The scope reflects European efforts to balance Trump's demands with their own strategic interests. While the measures represent an attempt to align with U.S. pressure, they fall short of Trump's suggestion that allies impose tariffs of up to 100 percent on China and India.

Brussels, generally opposed to punitive tariffs, is currently negotiating a trade agreement with India and has shown little appetite for a broader trade confrontation with China.

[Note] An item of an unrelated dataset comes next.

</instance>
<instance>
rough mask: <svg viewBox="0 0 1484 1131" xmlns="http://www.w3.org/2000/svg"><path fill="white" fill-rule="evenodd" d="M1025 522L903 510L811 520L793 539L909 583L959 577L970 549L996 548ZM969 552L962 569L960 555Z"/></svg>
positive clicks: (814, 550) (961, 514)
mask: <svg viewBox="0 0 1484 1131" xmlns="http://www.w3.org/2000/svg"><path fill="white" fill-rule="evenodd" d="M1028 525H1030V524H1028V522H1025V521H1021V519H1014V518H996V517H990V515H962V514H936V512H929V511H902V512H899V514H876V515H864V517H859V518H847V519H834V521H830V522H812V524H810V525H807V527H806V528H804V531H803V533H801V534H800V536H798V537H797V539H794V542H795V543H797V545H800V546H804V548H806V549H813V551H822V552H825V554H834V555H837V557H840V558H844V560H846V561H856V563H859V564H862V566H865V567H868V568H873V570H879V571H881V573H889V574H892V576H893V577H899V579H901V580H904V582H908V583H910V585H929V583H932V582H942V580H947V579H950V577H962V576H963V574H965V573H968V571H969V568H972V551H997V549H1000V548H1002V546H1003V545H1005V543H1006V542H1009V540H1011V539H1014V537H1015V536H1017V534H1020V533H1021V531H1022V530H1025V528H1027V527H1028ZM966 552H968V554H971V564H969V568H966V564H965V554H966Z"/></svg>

The United States, as the world's largest oil producer, has emerged as Europe's dominant LNG supplier, accounting for nearly 45 percent of total imports. Most shipments arrive through terminals in France, Spain, Italy, the Netherlands and Belgium, though tracking final consumption remains challenging as gas often transits through multiple countries.

The sanctions package requires approval from all EU member states, where Hungary and Slovakia have previously opposed measures targeting Russia. The proposal's fate will test European unity as the bloc seeks to maintain pressure on Moscow while navigating complex geopolitical pressures from Washington.